ジェイルの鳥 後編
パラト歴215年 4月の末某日 五ノ刻
カルナトス村 ペレネーの泉
「けほっけほっ・・・監視塔で使わなくてよかった」
顔のあちこちが擦り剝けて痛いわ、埃で呼吸がつらいわと、自らも散々な有り様になりながらも、オレは勝ちを確信し、立ち上がる。
あの爆弾は、アトネスの花火職人から買い取った火薬で作った物だ。
元々は、下水処理施設の竣工式典で打ち上げる予定だったが、姫さんの服毒未遂事件で中止となり、在庫過多となっていた一部を譲り受けたのだ。

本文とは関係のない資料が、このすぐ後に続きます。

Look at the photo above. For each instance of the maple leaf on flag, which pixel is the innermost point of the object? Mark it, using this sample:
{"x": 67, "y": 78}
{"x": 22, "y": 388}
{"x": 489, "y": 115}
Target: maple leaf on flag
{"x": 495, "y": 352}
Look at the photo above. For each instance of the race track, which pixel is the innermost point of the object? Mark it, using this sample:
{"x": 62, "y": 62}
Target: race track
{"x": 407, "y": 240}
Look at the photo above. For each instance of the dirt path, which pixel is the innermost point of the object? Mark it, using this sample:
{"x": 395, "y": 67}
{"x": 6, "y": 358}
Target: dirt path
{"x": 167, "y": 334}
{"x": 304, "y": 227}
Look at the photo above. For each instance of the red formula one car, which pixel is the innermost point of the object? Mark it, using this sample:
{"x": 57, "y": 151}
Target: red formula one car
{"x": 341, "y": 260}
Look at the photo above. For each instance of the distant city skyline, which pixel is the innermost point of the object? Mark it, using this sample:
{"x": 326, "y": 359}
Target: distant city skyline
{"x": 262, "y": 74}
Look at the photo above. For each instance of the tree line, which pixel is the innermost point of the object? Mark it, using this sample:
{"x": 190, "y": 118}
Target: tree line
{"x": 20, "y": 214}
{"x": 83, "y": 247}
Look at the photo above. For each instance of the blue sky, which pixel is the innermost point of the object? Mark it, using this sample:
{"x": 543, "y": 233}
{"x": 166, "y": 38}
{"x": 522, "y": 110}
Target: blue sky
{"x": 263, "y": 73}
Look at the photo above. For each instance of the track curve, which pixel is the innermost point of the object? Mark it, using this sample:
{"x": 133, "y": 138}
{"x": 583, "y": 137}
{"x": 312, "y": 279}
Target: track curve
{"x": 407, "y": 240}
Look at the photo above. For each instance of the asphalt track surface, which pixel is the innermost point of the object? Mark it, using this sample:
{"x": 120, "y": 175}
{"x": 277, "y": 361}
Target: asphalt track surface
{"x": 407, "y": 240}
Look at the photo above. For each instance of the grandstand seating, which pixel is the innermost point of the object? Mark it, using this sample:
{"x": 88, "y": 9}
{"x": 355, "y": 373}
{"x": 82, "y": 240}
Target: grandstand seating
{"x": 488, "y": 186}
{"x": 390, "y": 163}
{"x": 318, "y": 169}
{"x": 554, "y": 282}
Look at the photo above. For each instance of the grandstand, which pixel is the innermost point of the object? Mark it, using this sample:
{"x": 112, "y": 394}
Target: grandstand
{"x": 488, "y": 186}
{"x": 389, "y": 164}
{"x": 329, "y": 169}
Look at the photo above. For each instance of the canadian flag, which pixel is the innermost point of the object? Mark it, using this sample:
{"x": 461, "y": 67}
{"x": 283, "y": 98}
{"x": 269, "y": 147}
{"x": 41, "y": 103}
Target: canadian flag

冒険者ギルド長のグリアムが、初めて会った時に呟いた言葉から、この世界に火薬が存在する事は察していた。
なので、EFOで爆砕系トラップを愛用していたオレは、その頃から設計図を作成し、件の事件の後、原始的な手投げ爆弾を試作したのである。
花火玉から取り出した火薬を、油を染ませたボロ布切れを芯に固め、手のひらサイズで球状の鉢植えに詰め込んだだけの簡単な物だが、街中で実験するわけにもいかず、かといって爆弾を使うほどのモンスターの討伐依頼も無かった為、ポーチの肥しになってしまっていた。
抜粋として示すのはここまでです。